Discussion Overview
The discussion revolves around finding an unbiased estimator for the power of the parameter p in a binomial distribution, specifically p^m, where m is less than n. Participants explore various approaches to derive such an estimator, focusing on the challenges associated with the power of m and the definition of expectation.
Discussion Character
- Exploratory, Technical explanation, Debate/contested, Mathematical reasoning
Main Points Raised
- One participant expresses uncertainty about how to find an unbiased estimator for p^m, noting that induction on m is complicated due to the power of m.
- Another participant suggests counting sequences with two successes in a row to construct an unbiased estimator for p^2, questioning if this approach would satisfy the condition E[u] = p^2.
- A different approach is introduced by another participant, who proposes that Y = X_1...X_m is unbiased for p^m but seeks an estimator that is a function of the sample total, leading to the construction of a random variable Z(T).
- There is a clarification regarding the value used in the random variable Z, with one participant correcting it from 26 to m.

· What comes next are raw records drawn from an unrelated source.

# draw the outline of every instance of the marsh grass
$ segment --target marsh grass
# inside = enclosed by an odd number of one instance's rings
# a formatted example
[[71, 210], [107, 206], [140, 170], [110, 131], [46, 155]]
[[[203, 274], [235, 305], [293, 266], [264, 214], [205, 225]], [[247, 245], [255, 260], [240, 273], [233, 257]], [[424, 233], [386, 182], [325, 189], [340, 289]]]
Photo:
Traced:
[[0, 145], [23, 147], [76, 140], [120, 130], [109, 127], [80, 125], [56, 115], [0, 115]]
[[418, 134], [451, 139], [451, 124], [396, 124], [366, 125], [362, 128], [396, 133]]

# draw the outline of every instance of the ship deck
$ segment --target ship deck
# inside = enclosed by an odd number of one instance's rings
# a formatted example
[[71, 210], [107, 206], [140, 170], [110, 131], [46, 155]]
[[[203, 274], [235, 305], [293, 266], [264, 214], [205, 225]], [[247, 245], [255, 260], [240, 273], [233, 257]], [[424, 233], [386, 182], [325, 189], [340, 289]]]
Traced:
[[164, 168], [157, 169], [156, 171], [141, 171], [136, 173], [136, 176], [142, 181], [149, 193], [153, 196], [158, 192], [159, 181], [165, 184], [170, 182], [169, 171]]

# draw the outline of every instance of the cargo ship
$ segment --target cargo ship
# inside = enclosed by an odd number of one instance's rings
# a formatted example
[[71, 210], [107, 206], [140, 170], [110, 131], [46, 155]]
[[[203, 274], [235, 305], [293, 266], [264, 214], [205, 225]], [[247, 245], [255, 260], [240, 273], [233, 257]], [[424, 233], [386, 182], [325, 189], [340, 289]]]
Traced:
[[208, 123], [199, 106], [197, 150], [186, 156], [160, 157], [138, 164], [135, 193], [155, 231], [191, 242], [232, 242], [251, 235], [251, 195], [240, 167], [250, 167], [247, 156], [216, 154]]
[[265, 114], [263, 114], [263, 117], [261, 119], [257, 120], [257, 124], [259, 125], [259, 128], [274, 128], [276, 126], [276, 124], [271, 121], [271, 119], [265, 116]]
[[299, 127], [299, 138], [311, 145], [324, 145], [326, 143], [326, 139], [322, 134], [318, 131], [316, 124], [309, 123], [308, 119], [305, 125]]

- Participants engage in back-and-forth clarifications about the definitions and constructions being used, indicating some confusion over the specifics of the estimators proposed.
Areas of Agreement / Disagreement
The discussion contains multiple competing views and approaches to finding the unbiased estimator, with no consensus reached on a specific method or solution.
Contextual Notes
Participants express limitations in their approaches, particularly regarding the normalization of the random variable Z and the specific definitions used in their estimators. There is also uncertainty about the implications of the power of m in the context of the estimators being discussed.